Lagar de Costa Albariño Natural, Rías Baixas, Spain 2021 (£21, botteapostle.com; shrinetothevine.co.uk) There is something absolutely in tune with the times with orange wines, a relatively new category among wine merchants (or, more accurately, since they are based on the revival of an old tradition of winemaking, a “new-old” category). Partly it has to do with color: wherever they are on the spectrum from light gold to full amber, to use the palette of shades adopted by Britain’s leading importer of orange wines, Les Caves de Pyrene, they are reminiscent of a shade of leaf in an autumn wood. But the orange-autumn connection is also about the range of flavors and textures you’ll find in orange wines, which often have something of the orchard about them: even if the wines don’t taste like apple, pear, quince, or stone fruit (as they often do), they usually have the flavor and tannic chewiness of a Cox’s apple, as is the case with Galician producer Lagar de Costa’s gorgeous rendition, which also adds a hint of zesty citrus and salty minerals to the mix.

Fabien Jouves Skin Contact, France 2020 (from £28, brettshop.co.uk; corkandcask.co.uk) Orange wines are actually white wines in that they are made from white grapes but, rather than separating the juice from the skins before fermentation, winemakers choose to let the wine macerate for weeks or months. on the skins. It gives orange wines their red wine like tannin, plus the panoply of spices, nuts and herbs and dried flowers, even hop notes that fans of the style (and I include myself in that club ) find so appealing. How long maceration takes depends a lot on the winemaker: the team of siblings behind Lagar de Costa give their albariño grapes several weeks of maceration, for example. Fabien Jouves, who makes a range of superb natural-leaning wines (red, white and orange) in the Cahors region of south-west France, gives his blend of local varietals Ugni Blanc, Gros Manseng and Muscat d ‘Alexandre, three months to bring the flavors of fresh dried tropical fruits and crisp tannins to his wonderful Skin Contact, which was lovely in 2020 and even better in 2021 about to hit the market.
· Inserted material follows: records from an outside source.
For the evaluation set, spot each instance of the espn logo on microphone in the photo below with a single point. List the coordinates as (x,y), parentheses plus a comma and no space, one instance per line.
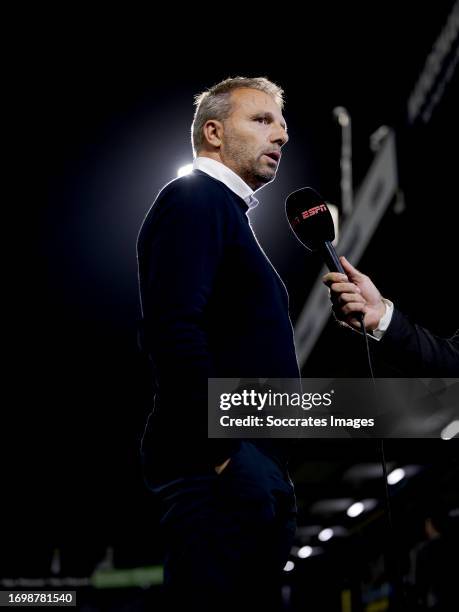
(314,211)
(310,213)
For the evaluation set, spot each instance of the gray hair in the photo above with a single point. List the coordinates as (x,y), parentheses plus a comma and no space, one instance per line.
(215,103)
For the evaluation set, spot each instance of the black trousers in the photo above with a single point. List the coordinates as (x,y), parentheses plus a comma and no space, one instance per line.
(227,536)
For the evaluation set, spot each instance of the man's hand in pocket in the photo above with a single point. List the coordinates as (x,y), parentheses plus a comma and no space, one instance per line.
(219,468)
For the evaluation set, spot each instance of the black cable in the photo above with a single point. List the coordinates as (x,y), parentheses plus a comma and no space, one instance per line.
(398,582)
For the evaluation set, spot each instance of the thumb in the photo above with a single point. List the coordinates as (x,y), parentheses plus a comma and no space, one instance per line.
(349,268)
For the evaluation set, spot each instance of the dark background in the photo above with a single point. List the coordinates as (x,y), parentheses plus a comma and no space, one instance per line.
(109,107)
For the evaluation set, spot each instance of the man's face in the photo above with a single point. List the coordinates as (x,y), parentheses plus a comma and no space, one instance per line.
(253,136)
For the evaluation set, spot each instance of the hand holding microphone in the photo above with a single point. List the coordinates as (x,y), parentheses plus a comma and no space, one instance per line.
(354,292)
(312,224)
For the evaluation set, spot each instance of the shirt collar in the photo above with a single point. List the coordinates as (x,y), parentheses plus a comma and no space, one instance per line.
(225,175)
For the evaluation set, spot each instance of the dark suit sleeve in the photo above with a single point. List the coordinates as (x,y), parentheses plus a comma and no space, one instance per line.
(180,255)
(418,352)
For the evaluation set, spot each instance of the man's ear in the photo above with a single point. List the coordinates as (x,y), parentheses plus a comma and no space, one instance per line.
(213,133)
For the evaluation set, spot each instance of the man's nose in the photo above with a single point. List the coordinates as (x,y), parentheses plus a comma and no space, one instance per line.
(279,136)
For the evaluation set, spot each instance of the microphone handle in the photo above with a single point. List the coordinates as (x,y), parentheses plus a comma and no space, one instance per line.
(331,258)
(334,265)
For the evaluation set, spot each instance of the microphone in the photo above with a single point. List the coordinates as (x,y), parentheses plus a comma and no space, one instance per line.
(312,224)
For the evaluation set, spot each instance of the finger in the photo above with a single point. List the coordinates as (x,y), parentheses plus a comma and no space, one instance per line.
(352,308)
(349,268)
(350,298)
(334,277)
(345,288)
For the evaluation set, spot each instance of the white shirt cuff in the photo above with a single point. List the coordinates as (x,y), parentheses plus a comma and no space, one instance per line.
(385,320)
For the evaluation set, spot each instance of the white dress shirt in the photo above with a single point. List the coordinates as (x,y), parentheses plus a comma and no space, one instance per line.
(225,175)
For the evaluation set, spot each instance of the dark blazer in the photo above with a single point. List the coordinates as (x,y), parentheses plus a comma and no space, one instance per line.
(213,306)
(418,352)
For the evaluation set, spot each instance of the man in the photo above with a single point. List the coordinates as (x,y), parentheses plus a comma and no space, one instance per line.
(213,306)
(410,347)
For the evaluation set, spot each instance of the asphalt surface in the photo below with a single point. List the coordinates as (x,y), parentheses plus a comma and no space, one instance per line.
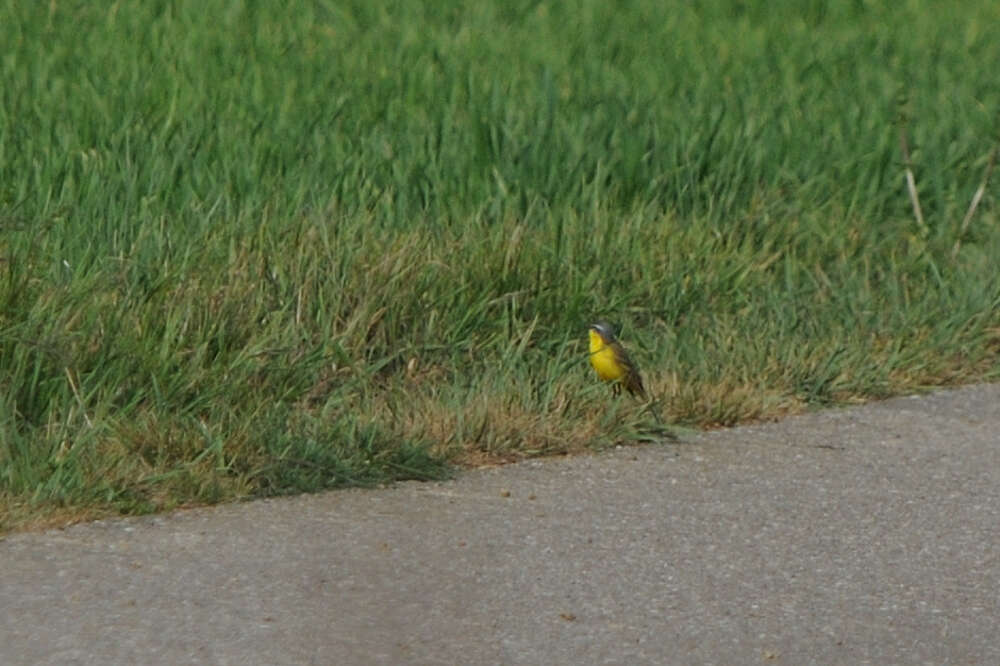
(851,536)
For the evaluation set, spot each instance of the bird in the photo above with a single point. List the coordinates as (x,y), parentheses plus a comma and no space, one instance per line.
(612,362)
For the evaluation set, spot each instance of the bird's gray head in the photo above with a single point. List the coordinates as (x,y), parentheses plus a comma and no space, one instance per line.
(604,329)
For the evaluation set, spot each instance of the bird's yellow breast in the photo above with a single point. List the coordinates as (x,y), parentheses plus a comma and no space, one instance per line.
(604,360)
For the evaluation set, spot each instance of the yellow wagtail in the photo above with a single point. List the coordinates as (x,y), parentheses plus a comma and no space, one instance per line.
(612,362)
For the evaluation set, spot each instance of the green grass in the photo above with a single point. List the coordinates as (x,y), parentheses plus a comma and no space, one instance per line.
(253,248)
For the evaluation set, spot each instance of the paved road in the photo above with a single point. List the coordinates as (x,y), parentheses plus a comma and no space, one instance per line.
(863,535)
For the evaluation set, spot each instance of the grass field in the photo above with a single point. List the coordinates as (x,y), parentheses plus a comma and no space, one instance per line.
(253,248)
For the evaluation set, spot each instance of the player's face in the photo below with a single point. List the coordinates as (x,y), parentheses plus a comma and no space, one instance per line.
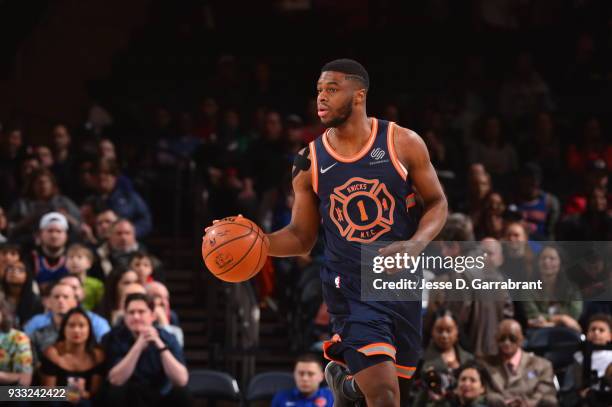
(334,98)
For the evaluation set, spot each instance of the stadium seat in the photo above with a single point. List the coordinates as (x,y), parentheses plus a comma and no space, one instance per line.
(213,385)
(264,385)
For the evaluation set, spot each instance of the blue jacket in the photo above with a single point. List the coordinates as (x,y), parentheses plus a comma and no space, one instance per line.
(293,398)
(99,325)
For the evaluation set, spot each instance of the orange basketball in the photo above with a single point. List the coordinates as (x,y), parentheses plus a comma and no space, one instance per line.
(234,249)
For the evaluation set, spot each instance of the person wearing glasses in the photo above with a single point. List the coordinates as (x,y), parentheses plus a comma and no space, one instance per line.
(519,378)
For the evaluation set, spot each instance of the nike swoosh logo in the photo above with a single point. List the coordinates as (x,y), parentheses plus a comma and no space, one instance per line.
(324,170)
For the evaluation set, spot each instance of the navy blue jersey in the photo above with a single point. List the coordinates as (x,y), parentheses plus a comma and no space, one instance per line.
(363,199)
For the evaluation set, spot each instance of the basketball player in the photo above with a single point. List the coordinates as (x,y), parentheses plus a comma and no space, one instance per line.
(358,178)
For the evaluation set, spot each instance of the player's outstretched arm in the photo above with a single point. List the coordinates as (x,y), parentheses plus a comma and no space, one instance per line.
(298,238)
(412,153)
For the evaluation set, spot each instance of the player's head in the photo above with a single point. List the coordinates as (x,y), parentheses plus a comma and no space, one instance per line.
(342,86)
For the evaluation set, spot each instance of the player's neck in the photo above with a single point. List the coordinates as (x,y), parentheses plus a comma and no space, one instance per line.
(356,130)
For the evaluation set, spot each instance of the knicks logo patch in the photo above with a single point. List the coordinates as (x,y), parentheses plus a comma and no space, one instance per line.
(362,209)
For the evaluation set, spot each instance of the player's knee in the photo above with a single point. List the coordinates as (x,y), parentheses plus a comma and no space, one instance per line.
(384,396)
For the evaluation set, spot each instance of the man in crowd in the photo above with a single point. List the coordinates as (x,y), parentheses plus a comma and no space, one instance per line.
(308,375)
(117,250)
(519,379)
(147,367)
(48,260)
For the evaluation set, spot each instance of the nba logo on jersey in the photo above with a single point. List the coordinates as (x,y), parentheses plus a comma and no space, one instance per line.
(378,153)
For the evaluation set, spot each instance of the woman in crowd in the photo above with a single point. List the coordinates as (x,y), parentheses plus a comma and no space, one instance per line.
(41,195)
(74,360)
(17,288)
(117,280)
(16,352)
(441,357)
(558,304)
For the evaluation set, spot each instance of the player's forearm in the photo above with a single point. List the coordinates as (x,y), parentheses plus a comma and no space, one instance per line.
(288,242)
(432,221)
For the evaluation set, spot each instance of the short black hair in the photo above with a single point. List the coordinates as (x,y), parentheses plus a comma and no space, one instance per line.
(352,68)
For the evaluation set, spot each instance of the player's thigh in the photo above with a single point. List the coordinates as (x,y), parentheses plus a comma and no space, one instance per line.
(379,384)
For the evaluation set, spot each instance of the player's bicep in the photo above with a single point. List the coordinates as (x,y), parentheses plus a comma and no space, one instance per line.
(305,213)
(413,153)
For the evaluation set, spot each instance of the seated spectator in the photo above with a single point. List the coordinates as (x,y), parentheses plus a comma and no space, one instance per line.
(121,197)
(124,291)
(158,289)
(49,258)
(105,219)
(595,177)
(147,366)
(160,295)
(308,375)
(518,256)
(41,195)
(114,286)
(491,220)
(16,354)
(540,209)
(74,359)
(9,254)
(76,284)
(472,384)
(17,288)
(142,264)
(559,303)
(442,356)
(444,352)
(118,249)
(43,329)
(79,261)
(599,332)
(519,378)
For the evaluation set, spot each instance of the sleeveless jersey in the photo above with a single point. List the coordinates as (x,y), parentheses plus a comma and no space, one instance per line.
(363,199)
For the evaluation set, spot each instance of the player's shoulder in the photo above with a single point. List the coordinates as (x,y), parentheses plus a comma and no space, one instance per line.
(404,134)
(406,140)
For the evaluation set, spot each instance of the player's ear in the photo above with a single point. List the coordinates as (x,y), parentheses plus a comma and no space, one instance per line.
(360,95)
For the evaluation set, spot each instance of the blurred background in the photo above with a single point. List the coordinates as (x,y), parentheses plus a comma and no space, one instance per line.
(171,114)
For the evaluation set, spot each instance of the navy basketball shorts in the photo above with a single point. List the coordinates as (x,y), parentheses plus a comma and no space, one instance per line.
(366,333)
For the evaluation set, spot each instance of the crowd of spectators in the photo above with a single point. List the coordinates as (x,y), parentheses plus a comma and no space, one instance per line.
(522,152)
(83,303)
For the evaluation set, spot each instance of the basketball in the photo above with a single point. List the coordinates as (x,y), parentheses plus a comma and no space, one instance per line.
(234,249)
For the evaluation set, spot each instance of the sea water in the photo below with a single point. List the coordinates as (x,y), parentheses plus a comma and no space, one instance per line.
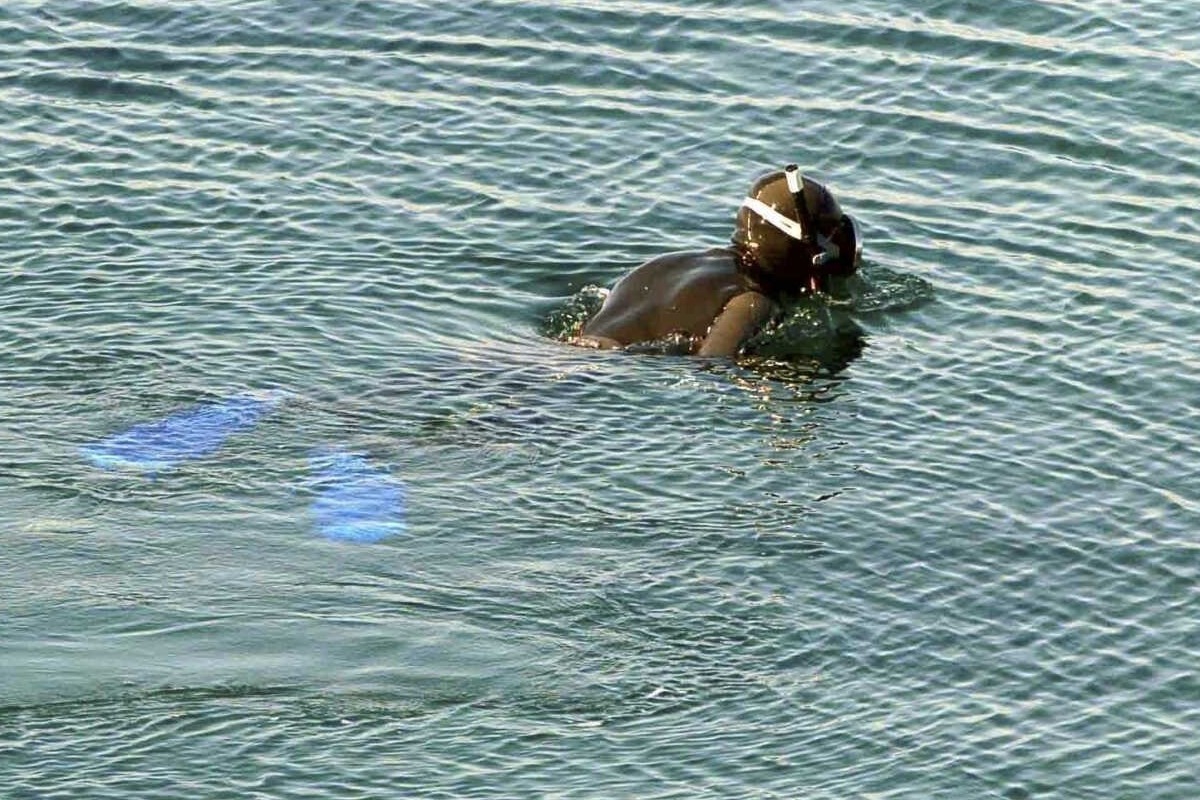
(941,540)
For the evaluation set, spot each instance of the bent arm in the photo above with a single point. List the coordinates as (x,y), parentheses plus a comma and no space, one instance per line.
(737,322)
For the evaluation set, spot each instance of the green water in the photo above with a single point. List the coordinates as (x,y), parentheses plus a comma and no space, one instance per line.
(941,542)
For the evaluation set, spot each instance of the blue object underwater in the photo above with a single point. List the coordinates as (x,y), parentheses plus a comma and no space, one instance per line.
(192,433)
(355,500)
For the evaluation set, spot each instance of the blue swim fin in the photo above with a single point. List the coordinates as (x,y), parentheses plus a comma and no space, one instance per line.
(355,500)
(191,433)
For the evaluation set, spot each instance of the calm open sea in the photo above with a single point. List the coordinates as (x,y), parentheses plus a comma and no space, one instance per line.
(942,540)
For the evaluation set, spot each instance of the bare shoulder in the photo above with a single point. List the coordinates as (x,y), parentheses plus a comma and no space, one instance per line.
(737,322)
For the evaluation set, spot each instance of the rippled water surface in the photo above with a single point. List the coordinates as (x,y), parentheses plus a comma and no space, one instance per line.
(945,543)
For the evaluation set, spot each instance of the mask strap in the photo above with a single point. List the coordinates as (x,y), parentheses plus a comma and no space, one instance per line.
(790,227)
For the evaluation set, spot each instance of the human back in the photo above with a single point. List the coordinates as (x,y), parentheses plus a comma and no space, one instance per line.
(672,295)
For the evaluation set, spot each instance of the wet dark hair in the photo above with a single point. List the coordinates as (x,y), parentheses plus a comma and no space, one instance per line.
(781,263)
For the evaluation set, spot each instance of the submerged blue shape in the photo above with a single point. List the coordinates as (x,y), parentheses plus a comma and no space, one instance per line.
(355,500)
(191,433)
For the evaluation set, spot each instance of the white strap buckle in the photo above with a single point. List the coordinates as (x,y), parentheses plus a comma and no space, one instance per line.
(790,227)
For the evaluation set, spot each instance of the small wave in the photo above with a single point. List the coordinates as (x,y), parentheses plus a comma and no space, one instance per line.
(99,89)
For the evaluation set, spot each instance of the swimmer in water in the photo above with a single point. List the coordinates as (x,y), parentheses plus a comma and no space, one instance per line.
(791,238)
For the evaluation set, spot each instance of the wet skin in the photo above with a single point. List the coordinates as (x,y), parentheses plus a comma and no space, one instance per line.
(701,295)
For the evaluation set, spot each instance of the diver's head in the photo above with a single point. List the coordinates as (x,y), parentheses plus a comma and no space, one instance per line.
(795,230)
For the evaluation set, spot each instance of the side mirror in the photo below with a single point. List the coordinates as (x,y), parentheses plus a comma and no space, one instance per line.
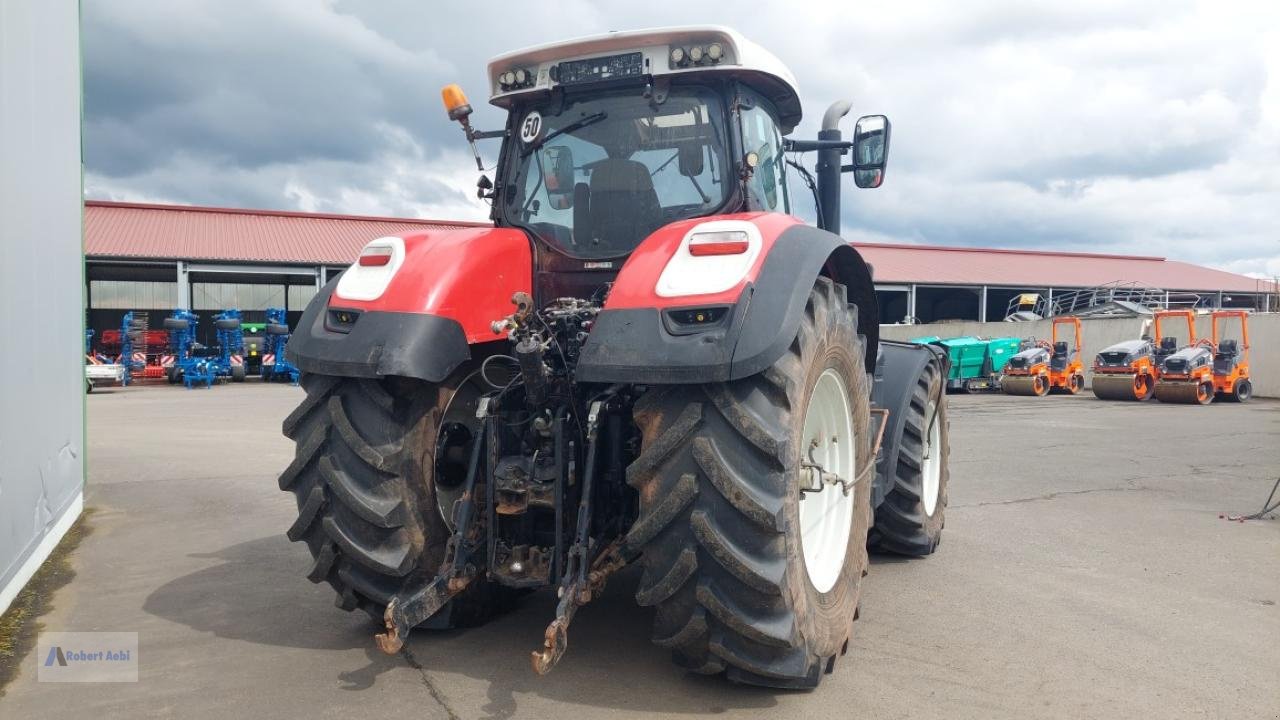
(558,165)
(871,150)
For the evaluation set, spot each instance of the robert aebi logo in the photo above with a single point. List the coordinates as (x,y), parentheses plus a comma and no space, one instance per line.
(87,657)
(56,655)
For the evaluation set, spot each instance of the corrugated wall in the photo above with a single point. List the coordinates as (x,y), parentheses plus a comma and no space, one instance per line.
(41,270)
(1098,333)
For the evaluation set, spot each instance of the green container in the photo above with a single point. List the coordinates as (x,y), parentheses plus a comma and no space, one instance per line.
(974,358)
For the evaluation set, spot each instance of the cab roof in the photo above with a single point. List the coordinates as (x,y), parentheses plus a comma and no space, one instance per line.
(647,53)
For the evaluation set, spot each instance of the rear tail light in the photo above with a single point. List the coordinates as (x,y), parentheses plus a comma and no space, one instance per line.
(368,278)
(714,256)
(731,242)
(376,255)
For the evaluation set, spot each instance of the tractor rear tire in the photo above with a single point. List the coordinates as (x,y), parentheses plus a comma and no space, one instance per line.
(720,519)
(364,479)
(912,518)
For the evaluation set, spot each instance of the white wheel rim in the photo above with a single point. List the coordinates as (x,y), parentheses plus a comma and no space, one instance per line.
(827,515)
(931,469)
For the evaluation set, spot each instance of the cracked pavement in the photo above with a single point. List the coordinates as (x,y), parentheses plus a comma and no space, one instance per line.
(1084,573)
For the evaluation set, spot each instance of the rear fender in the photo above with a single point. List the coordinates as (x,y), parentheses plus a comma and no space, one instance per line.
(635,338)
(899,367)
(444,290)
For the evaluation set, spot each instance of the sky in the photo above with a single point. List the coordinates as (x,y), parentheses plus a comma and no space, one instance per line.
(1147,128)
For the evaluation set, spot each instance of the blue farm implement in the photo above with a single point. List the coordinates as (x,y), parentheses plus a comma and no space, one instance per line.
(275,367)
(231,346)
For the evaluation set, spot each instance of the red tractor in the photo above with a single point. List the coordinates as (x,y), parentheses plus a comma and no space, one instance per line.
(645,358)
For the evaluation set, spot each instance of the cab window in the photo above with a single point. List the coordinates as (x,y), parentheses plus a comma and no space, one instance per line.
(767,188)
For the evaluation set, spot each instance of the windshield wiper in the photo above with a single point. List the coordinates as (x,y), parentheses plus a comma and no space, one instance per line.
(571,127)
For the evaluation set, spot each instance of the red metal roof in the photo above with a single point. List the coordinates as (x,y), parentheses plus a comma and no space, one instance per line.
(181,232)
(928,264)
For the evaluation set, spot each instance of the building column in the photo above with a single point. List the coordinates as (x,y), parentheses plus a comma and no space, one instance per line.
(183,286)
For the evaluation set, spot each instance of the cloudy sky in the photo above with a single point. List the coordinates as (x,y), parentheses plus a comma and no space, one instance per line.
(1093,126)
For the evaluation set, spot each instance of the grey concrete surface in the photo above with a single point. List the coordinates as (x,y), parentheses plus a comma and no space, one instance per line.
(1084,573)
(1100,333)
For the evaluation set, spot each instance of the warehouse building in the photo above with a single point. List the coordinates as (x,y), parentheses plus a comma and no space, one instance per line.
(156,258)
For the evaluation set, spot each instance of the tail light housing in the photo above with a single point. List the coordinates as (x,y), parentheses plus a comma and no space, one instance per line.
(713,256)
(373,270)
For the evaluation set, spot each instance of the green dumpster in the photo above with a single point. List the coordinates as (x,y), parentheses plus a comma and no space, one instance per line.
(976,361)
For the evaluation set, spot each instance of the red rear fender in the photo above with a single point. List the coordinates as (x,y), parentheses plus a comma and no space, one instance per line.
(464,274)
(638,283)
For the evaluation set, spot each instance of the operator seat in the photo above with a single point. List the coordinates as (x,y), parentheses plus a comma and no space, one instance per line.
(1224,360)
(624,206)
(1060,355)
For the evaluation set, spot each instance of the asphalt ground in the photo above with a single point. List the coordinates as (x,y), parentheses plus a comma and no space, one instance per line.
(1084,572)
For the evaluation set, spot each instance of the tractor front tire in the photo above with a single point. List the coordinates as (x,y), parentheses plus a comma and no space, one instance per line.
(910,519)
(364,479)
(720,524)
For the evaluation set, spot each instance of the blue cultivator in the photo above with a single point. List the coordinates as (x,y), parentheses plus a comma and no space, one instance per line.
(277,338)
(133,345)
(187,367)
(231,346)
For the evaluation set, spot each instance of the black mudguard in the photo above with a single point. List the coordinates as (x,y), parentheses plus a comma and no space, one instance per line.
(376,345)
(639,346)
(897,368)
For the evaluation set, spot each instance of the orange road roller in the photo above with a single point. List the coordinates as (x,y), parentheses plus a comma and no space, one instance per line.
(1130,369)
(1208,368)
(1047,367)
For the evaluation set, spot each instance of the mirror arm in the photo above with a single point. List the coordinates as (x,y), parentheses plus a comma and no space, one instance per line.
(812,145)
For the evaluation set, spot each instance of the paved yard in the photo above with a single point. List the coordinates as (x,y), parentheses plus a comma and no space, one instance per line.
(1084,573)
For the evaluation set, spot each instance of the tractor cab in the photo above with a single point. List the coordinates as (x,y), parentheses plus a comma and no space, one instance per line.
(611,139)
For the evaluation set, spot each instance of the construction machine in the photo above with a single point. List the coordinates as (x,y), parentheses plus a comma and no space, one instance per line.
(1130,369)
(644,359)
(1232,359)
(1208,368)
(1042,367)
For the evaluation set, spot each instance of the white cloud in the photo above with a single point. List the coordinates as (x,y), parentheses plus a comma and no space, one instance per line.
(1139,127)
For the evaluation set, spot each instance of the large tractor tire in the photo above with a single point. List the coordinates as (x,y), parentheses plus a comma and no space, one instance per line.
(910,519)
(746,577)
(364,475)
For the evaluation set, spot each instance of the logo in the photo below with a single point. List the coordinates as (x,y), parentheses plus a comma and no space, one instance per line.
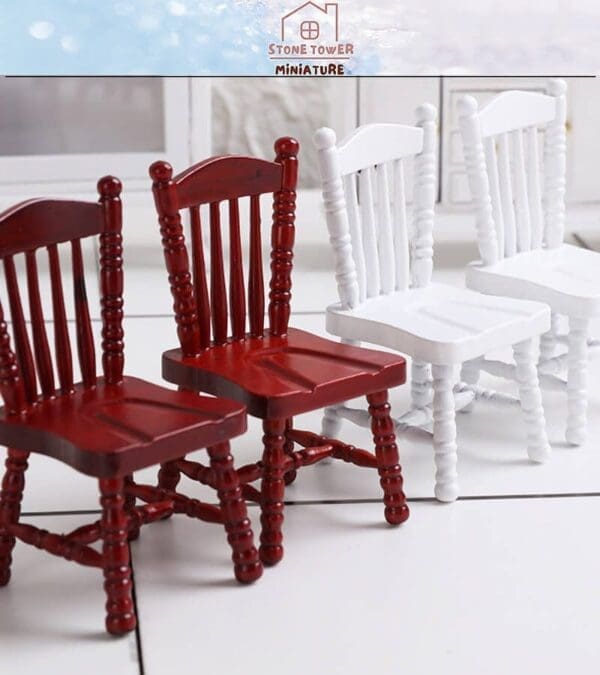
(310,33)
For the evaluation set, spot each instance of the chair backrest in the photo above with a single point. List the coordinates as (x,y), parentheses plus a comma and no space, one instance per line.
(364,193)
(48,223)
(228,178)
(519,205)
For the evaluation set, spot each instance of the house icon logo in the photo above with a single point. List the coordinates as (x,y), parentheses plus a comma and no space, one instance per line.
(311,21)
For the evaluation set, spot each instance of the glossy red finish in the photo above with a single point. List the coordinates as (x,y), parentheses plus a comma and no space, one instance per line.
(105,426)
(277,373)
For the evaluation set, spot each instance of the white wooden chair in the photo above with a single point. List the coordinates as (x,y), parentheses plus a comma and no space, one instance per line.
(386,295)
(520,218)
Macerao Naranjo Orange Wine, Itata, Chile 2021 (£8.99, waitrose) The modern orange wine trend has its roots in northeastern Italy and modern master of the OG style Josko Gravner, who turned to ancient ways of making wine with the skins in clay amphorae traditional. The fashion has spread all over the world, and my recent favorites range from Dario Princic in Friuli to Menexes in Crete and Domaine Bohn in Alsace. Gravner himself was inspired by the amphorae tradition in Georgia and Armenia, and the modern Georgian clay winemaking scene is the source of many of the best contemporary orange wines. A superb and (for a style that isn’t always the easiest to find or cheapest to buy) relatively accessible introduction to the Georgian qvevri style, in which wine is both macerated and fermented on the skins in pots in traditional buried clay pots called qvevri, I was very impressed with the relatively pale and elegant yet intensely fragrant Qvevris Kisi Orange Wine 2021 (£14.99, at 40 Waitrose stores from November). Meanwhile, the same retailer has the delightfully floral and slightly grippy Chilean Macerao.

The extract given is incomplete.